Si le gouvernement adoptait les principes comptables généralement reconnus au Canada pour le secteur public, il devrait sans doute réduire ses dépenses afin de respecter l’équilibre budgétaire. Le respect de ces principes constitue donc un puissant levier qui pourrait amener des réformes plus profondes. Tant l’ADQ que le Parti québécois ont déjà pris position en faveur des recommandations du Vérificateur général.
Lors du prochain vote sur son budget, le gouvernement aura besoin de l’appui des deux partis d’opposition. C’est donc une occasion privilégiée pour l’amener à révéler la véritable situation des finances publiques.
Même si le phénomène est rare au Québec, un gouvernement minoritaire n’est pas nécessairement source d’instabilité ou de paralysie, comme il a été prouvé au niveau fédéral.

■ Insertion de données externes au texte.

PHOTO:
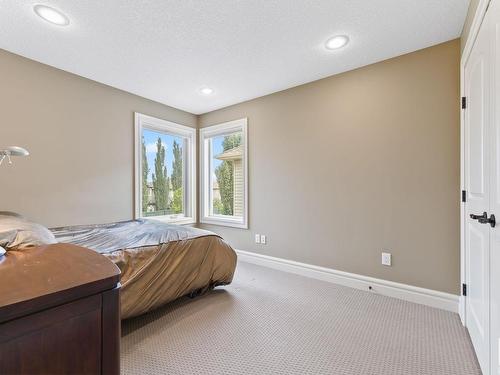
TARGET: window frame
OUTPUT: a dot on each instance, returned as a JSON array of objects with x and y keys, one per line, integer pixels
[
  {"x": 206, "y": 134},
  {"x": 141, "y": 122}
]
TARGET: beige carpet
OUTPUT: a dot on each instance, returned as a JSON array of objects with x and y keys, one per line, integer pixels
[{"x": 271, "y": 322}]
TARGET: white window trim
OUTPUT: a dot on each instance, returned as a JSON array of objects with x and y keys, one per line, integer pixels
[
  {"x": 152, "y": 123},
  {"x": 209, "y": 132}
]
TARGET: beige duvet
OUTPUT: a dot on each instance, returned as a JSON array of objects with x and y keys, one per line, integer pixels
[{"x": 159, "y": 262}]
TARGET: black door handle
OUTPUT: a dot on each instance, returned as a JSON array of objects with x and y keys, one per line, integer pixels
[{"x": 483, "y": 219}]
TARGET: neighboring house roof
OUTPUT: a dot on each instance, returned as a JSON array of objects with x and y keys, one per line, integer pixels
[{"x": 235, "y": 153}]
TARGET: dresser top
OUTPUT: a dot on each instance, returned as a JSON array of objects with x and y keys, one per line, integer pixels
[{"x": 46, "y": 276}]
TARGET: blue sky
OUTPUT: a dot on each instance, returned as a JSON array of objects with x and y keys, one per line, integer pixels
[{"x": 150, "y": 138}]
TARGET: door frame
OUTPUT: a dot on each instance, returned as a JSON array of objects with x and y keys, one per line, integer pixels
[{"x": 471, "y": 38}]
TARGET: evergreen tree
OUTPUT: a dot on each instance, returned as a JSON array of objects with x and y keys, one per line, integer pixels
[
  {"x": 224, "y": 174},
  {"x": 145, "y": 171},
  {"x": 177, "y": 167},
  {"x": 160, "y": 179}
]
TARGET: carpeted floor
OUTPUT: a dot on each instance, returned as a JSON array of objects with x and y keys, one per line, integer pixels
[{"x": 271, "y": 322}]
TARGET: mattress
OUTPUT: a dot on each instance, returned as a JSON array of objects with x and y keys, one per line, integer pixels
[{"x": 159, "y": 262}]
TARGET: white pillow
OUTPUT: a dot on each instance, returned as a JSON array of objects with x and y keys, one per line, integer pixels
[{"x": 17, "y": 233}]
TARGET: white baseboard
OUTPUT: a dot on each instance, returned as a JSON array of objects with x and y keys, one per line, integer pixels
[{"x": 428, "y": 297}]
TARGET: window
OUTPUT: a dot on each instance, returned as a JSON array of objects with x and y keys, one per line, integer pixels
[
  {"x": 165, "y": 170},
  {"x": 223, "y": 163}
]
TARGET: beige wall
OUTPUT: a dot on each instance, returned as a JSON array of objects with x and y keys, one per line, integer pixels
[
  {"x": 345, "y": 167},
  {"x": 468, "y": 22},
  {"x": 80, "y": 135}
]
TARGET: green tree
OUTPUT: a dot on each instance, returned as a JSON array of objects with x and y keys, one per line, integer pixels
[
  {"x": 224, "y": 175},
  {"x": 177, "y": 167},
  {"x": 176, "y": 179},
  {"x": 160, "y": 179},
  {"x": 177, "y": 201},
  {"x": 145, "y": 171}
]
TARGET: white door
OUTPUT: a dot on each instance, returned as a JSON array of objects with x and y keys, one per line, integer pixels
[
  {"x": 493, "y": 16},
  {"x": 477, "y": 180}
]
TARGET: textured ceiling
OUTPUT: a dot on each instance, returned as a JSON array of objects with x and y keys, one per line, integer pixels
[{"x": 166, "y": 50}]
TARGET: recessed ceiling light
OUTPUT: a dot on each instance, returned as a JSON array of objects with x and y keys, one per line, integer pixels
[
  {"x": 206, "y": 91},
  {"x": 51, "y": 15},
  {"x": 337, "y": 42}
]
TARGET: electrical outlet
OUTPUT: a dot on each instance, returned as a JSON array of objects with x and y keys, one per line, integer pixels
[{"x": 386, "y": 259}]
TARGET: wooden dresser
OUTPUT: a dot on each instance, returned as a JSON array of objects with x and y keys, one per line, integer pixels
[{"x": 59, "y": 312}]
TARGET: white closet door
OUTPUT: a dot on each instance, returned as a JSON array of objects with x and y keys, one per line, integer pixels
[
  {"x": 493, "y": 16},
  {"x": 477, "y": 178}
]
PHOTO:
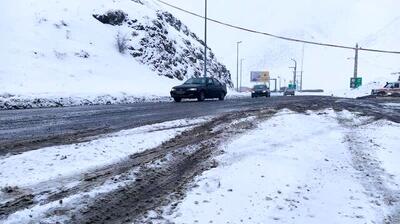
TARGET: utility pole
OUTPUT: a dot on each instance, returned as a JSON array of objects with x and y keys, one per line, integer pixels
[
  {"x": 280, "y": 86},
  {"x": 301, "y": 73},
  {"x": 237, "y": 65},
  {"x": 205, "y": 40},
  {"x": 241, "y": 72},
  {"x": 356, "y": 62},
  {"x": 294, "y": 73}
]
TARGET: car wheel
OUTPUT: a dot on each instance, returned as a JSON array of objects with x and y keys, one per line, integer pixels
[
  {"x": 221, "y": 96},
  {"x": 201, "y": 97},
  {"x": 381, "y": 93}
]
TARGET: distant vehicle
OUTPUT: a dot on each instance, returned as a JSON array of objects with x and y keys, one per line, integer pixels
[
  {"x": 390, "y": 89},
  {"x": 260, "y": 90},
  {"x": 289, "y": 92},
  {"x": 200, "y": 89}
]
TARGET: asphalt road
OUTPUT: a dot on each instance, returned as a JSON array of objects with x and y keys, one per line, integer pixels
[{"x": 23, "y": 130}]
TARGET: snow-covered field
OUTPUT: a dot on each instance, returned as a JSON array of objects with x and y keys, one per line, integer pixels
[{"x": 322, "y": 167}]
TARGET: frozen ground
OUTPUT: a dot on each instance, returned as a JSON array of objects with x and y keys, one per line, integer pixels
[
  {"x": 334, "y": 168},
  {"x": 252, "y": 166}
]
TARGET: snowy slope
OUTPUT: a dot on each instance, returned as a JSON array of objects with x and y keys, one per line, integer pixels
[
  {"x": 344, "y": 22},
  {"x": 59, "y": 49}
]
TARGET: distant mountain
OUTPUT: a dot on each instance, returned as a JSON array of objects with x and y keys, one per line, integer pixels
[{"x": 61, "y": 48}]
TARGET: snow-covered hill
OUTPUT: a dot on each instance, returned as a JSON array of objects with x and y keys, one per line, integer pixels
[
  {"x": 68, "y": 51},
  {"x": 344, "y": 22}
]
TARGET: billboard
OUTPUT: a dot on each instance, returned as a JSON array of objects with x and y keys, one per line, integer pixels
[
  {"x": 355, "y": 82},
  {"x": 259, "y": 76}
]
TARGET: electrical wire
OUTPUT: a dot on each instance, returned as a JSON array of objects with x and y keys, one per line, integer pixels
[{"x": 277, "y": 36}]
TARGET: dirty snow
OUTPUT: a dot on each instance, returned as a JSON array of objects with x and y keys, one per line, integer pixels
[
  {"x": 277, "y": 175},
  {"x": 49, "y": 163}
]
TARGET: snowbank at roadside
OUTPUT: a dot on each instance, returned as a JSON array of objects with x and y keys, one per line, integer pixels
[
  {"x": 44, "y": 164},
  {"x": 276, "y": 175}
]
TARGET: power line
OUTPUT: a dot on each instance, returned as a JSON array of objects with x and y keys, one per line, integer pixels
[{"x": 277, "y": 36}]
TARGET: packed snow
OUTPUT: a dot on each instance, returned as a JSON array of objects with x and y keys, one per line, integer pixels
[
  {"x": 277, "y": 175},
  {"x": 33, "y": 167}
]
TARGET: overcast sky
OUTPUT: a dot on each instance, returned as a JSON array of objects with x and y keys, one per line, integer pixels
[{"x": 369, "y": 22}]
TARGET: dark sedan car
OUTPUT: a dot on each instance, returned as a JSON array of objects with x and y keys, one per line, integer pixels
[
  {"x": 200, "y": 89},
  {"x": 260, "y": 90}
]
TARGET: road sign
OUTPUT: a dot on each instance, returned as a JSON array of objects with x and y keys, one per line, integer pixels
[
  {"x": 259, "y": 76},
  {"x": 355, "y": 82}
]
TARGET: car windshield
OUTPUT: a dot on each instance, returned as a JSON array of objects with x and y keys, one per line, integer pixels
[
  {"x": 260, "y": 87},
  {"x": 389, "y": 85},
  {"x": 196, "y": 81}
]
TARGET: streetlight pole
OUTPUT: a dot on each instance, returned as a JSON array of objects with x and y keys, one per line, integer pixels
[
  {"x": 356, "y": 62},
  {"x": 294, "y": 73},
  {"x": 205, "y": 40},
  {"x": 280, "y": 86},
  {"x": 241, "y": 72},
  {"x": 237, "y": 65}
]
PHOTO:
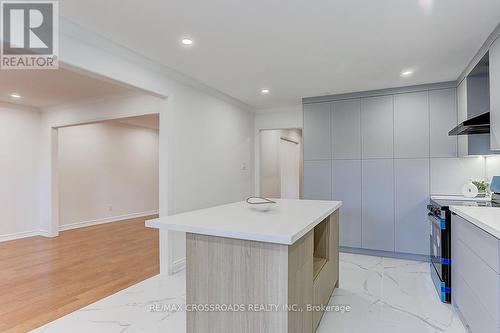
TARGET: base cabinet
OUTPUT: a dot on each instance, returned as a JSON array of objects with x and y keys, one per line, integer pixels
[
  {"x": 475, "y": 276},
  {"x": 223, "y": 271}
]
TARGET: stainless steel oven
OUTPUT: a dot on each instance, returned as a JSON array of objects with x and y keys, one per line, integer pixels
[
  {"x": 439, "y": 216},
  {"x": 440, "y": 249}
]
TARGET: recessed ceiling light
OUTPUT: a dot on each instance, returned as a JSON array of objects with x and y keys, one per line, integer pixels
[
  {"x": 187, "y": 41},
  {"x": 406, "y": 73}
]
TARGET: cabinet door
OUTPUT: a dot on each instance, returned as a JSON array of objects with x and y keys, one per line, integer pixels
[
  {"x": 346, "y": 129},
  {"x": 463, "y": 142},
  {"x": 495, "y": 95},
  {"x": 411, "y": 198},
  {"x": 378, "y": 204},
  {"x": 411, "y": 125},
  {"x": 318, "y": 180},
  {"x": 317, "y": 140},
  {"x": 377, "y": 127},
  {"x": 347, "y": 188},
  {"x": 443, "y": 117}
]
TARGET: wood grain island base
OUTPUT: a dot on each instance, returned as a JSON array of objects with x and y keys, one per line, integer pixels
[{"x": 250, "y": 283}]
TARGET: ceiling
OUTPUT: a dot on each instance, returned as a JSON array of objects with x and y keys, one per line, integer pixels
[
  {"x": 297, "y": 48},
  {"x": 44, "y": 88},
  {"x": 151, "y": 121}
]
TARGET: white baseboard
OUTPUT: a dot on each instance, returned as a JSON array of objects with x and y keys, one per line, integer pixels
[
  {"x": 23, "y": 234},
  {"x": 179, "y": 265},
  {"x": 105, "y": 220}
]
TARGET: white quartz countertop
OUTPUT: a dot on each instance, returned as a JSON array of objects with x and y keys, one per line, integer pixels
[
  {"x": 286, "y": 223},
  {"x": 486, "y": 218}
]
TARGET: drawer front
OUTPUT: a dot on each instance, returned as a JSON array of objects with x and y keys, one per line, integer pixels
[
  {"x": 473, "y": 311},
  {"x": 479, "y": 241},
  {"x": 481, "y": 279}
]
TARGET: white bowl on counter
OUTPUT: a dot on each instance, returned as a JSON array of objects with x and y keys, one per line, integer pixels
[{"x": 261, "y": 204}]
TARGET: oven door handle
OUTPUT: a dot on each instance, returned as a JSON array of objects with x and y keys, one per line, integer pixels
[{"x": 440, "y": 223}]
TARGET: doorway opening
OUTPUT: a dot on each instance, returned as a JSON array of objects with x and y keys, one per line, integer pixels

En fait, la nouvelle donne pourrait même représenter une belle occasion de relancer des réformes que les libéraux n’ont pas accomplies lorsqu’ils étaient majoritaires. En 2003, le Parti libéral promettait une grande réingénierie de l’État; on connaît la suite.
La nouvelle opposition officielle adéquiste, qui partage cette orientation, contrairement au Parti québécois, pourrait permettre au gouvernement d’aller plus loin. Imaginons ce qui pourrait se produire si le gouvernement et l’opposition officielle s’entendaient pour adopter des réformes qui, en plus d’être cohérentes avec les programmes de chacun de leurs partis, obtiennent un large soutien au sein de la population.
> Plus de place au privé dans la santé: le gouvernement Charest a réagi au jugement Chaoulli en autorisant le recours à l’assurance privée dans le cas de seulement trois interventions chirurgicales. Il a aussi établi un cadre légal qui limite le développement de l’offre privée en santé. Il y aurait moyen de faire davantage appel à des cliniques privées ou même à de petits hôpitaux privés dont les services seraient financés publiquement.
L’Action démocratique du Québec (ADQ) plaide pour un système de santé qui ferait une plus large place au privé. Par ailleurs, les sondages des dernières années montrent qu’environ les deux tiers des Québécois sont prêts à payer pour obtenir des soins plus rapidement.
> Plus de réingénierie: les libéraux n’ont aboli qu’une poignée d’organismes publics. Seuls 2 500 des 75 800 postes de fonctionnaires avaient été supprimés au 31 mars 2006, alors qu’ils promettaient une réduction de 20% sur 10 ans. En 2006, 16,1% de la population active occupée au Québec travaillait dans le secteur public provincial et local, comparativement à 13,9% en Ontario et 15,6% dans l’ensemble du Canada.
Ce n’est pas pour rien que les contribuables québécois restent parmi les plus taxés et endettés du continent. Bref, la cure d’amaigrissement n’est pas terminée. Si le gouvernement choisissait d’en accélérer le rythme, il pourrait sans doute compter sur l’appui de l’ADQ.
> Plus de transparence: en octobre dernier, le Vérificateur général constatait que le gouvernement recourait toujours à des méthodes comptables discutables qui ont pour effet de cacher un déficit et d’alourdir la dette. Selon lui, le déficit cumulé aux fins de la Loi sur l’équilibre budgétaire est d’au moins 5,3 milliards de dollars, sans compter le déficit du réseau de la santé.
Si le gouvernement adoptait les principes comptables généralement reconnus au Canada pour le secteur public, il devrait sans doute réduire ses dépenses afin de respecter l’équilibre budgétaire. Le respect de ces principes constitue donc un puissant levier qui pourrait amener des réformes plus profondes. Tant l’ADQ que le Parti québécois ont déjà pris position en faveur des recommandations du Vérificateur général.
Lors du prochain vote sur son budget, le gouvernement aura besoin de l’appui des deux partis d’opposition. C’est donc une occasion privilégiée pour l’amener à révéler la véritable situation des finances publiques.